A proposal for a $1.25-billion open-pit gold mine on Geraldton’s doorstep has been submitted for an environmental review with the support of four nearby First Nation communities that could benefit from the project economically.

“We have given (the proponent) our blessing,” Aroland First Nation Chief Dorothy Towedo said in an earlier interview.

Greenstone Gold Mines’ plans for the proposed mine are under review by the Canadian Environmental Assessment Agency and Ontario’s Ministry of Environment.

Public comments must be received by Oct. 6.

Greenstone Gold is a partnership between Thunder Bay’s Premier Gold Mines and Toronto-based Centerra Gold.

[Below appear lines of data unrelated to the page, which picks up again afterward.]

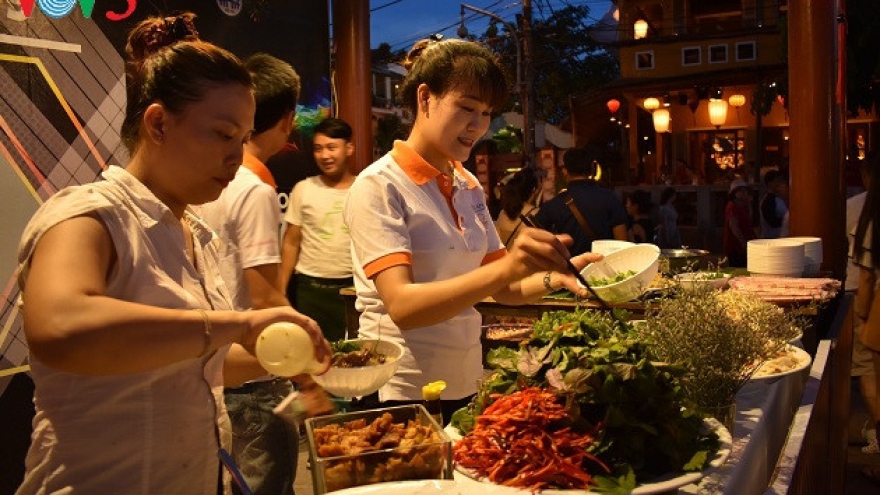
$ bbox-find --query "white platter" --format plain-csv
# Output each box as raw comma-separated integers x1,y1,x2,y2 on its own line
749,345,813,382
444,418,733,495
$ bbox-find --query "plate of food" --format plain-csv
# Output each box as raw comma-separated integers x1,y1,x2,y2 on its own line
312,339,404,397
444,418,733,495
750,345,813,381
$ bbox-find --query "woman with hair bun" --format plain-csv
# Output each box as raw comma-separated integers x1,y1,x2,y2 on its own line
344,39,599,422
17,14,330,495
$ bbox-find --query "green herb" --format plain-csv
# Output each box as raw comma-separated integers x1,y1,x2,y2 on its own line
589,270,638,287
330,340,361,354
452,310,718,492
636,290,800,408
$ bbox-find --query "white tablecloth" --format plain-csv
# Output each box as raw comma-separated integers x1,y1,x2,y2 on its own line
679,348,810,495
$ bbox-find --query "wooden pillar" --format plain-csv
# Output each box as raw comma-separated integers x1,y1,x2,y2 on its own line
332,0,373,173
788,0,847,277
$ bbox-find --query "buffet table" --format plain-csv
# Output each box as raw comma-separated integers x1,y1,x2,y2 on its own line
342,289,852,495
679,358,809,495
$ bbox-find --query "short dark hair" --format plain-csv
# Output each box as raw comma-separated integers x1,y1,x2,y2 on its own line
244,53,300,135
315,117,352,141
120,12,253,154
660,186,675,205
629,189,654,213
399,38,510,114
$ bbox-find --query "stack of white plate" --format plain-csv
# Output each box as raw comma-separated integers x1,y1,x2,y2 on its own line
746,239,806,277
784,237,822,277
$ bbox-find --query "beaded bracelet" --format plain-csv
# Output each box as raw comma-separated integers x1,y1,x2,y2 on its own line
196,308,212,358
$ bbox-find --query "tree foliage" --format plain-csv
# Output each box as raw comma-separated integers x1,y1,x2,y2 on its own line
468,5,620,124
846,0,880,114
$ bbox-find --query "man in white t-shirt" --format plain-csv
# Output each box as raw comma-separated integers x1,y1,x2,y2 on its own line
844,160,880,454
281,117,355,342
197,54,332,495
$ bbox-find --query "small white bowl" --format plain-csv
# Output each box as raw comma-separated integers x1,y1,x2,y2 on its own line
581,244,660,303
674,272,730,290
312,339,404,397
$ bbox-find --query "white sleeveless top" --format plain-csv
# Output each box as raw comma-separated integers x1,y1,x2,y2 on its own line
17,167,232,495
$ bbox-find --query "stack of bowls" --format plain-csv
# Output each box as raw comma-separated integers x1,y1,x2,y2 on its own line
785,237,822,277
747,239,806,277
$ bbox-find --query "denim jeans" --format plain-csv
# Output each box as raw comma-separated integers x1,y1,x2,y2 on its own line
224,379,299,495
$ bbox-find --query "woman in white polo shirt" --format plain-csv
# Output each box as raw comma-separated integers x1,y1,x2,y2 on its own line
344,40,599,422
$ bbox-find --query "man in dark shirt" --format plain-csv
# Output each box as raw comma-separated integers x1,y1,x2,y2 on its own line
535,148,627,256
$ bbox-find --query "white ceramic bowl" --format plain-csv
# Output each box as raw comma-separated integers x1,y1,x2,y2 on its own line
590,239,635,255
581,244,660,303
674,272,730,291
312,339,404,397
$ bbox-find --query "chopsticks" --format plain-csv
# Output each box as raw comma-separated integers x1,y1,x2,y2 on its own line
519,214,623,314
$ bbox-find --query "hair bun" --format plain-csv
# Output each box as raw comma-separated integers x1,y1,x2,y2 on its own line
125,12,199,60
400,33,443,70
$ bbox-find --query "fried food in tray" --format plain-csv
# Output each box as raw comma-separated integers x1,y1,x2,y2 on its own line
307,405,452,493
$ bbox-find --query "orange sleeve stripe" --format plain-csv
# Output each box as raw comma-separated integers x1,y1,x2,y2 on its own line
364,253,412,278
480,248,507,265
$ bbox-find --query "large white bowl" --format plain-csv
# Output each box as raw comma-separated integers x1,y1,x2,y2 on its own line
312,339,404,397
590,239,635,255
581,244,660,302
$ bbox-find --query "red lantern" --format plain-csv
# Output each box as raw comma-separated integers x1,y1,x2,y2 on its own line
605,98,620,114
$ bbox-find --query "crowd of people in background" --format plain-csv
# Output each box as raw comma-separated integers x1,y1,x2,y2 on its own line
19,8,880,495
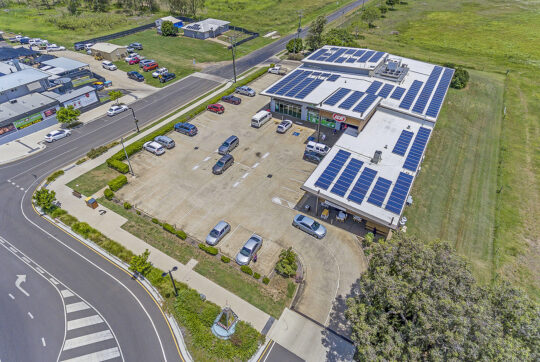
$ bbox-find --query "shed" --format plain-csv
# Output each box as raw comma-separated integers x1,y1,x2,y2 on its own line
184,18,230,39
90,43,128,62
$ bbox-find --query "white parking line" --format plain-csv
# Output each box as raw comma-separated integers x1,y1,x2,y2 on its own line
64,329,113,351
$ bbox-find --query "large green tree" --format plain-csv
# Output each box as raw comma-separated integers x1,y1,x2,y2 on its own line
346,236,540,361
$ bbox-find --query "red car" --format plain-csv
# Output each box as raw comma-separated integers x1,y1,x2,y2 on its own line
206,103,225,114
143,62,158,72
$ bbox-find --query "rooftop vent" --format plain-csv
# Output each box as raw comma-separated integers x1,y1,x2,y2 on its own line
371,151,382,164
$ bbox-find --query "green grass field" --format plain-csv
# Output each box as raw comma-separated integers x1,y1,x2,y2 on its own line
343,0,540,299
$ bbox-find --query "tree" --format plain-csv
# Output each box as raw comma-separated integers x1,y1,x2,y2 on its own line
361,8,379,28
129,249,152,276
161,20,178,36
345,235,540,361
306,16,326,50
33,188,56,212
286,38,304,53
56,105,81,125
109,90,124,104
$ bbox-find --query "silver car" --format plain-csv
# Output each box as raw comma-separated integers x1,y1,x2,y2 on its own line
206,221,231,245
293,214,326,239
236,234,262,265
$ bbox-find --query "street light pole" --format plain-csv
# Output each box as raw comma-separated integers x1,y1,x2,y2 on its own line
161,266,178,297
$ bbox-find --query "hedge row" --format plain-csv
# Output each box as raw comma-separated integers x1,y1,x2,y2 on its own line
107,67,268,173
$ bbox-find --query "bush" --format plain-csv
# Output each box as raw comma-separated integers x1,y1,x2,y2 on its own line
103,189,114,200
221,255,231,263
240,265,253,275
108,175,127,191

The company says it has “written support” for the project’s environmental assessment submission from Aroland, as well as Animbiigoo Zaagi’igan Anishinaabek, Ginoogaming and Long Lake First Nations. The Metis Nation of Ontario is also supporting the project, the company said in a news release.

Towedo said potential economic impact agreements - which can result in jobs and/or royalties for Indigenous people - are still in the process of being negotiated.

Relations between the mine proponent and Aroland haven’t always been congenial.

Aroland had earlier opposed the plan over a proposal to dump rocky waste from the mine into a lake. But the project has since opted for a more conventional tailings facility.

The $1.25-billion price tag for the proposed open-pit mine seems high compared to some other Northwestern Ontario projects. But a feasibility study indicated that the capital outlay would be paid off in less than five years.

The mine is projected to operate for 14 years and is expected to create about 200 direct jobs. It would require moving a portion of the existing Highway 11 corridor.

According to the feasibility study presented to investors last fall, the project is based on a gold price of US $1,250 per ounce, a little less than where the price is today.

“We’ve been told that they could still make money (after the mine started operating) even if the price fell below that,” Greenstone Mayor Ron Beaulieu, who supports the project, said in an earlier interview.

The feasibility study said the operation is based on overall operating costs of $780 per ounce.

Adding to the startup costs would be a requirement by the company to build a natural-gas fired generator because there isn’t enough existing hydro infrastructure near the mine to provide it with enough power.

Beaulieu said the municipality has been lobbying the province to install a 230-kilovolt power line in Greenstone.

That would give the mine the electricity it needs, provide a stable source of power for all residents and also create a power link to future development in the Ring of Fire mining belt, Beaulieu said.

Comments can be submitted online at greenstonegoldmines.com/documents.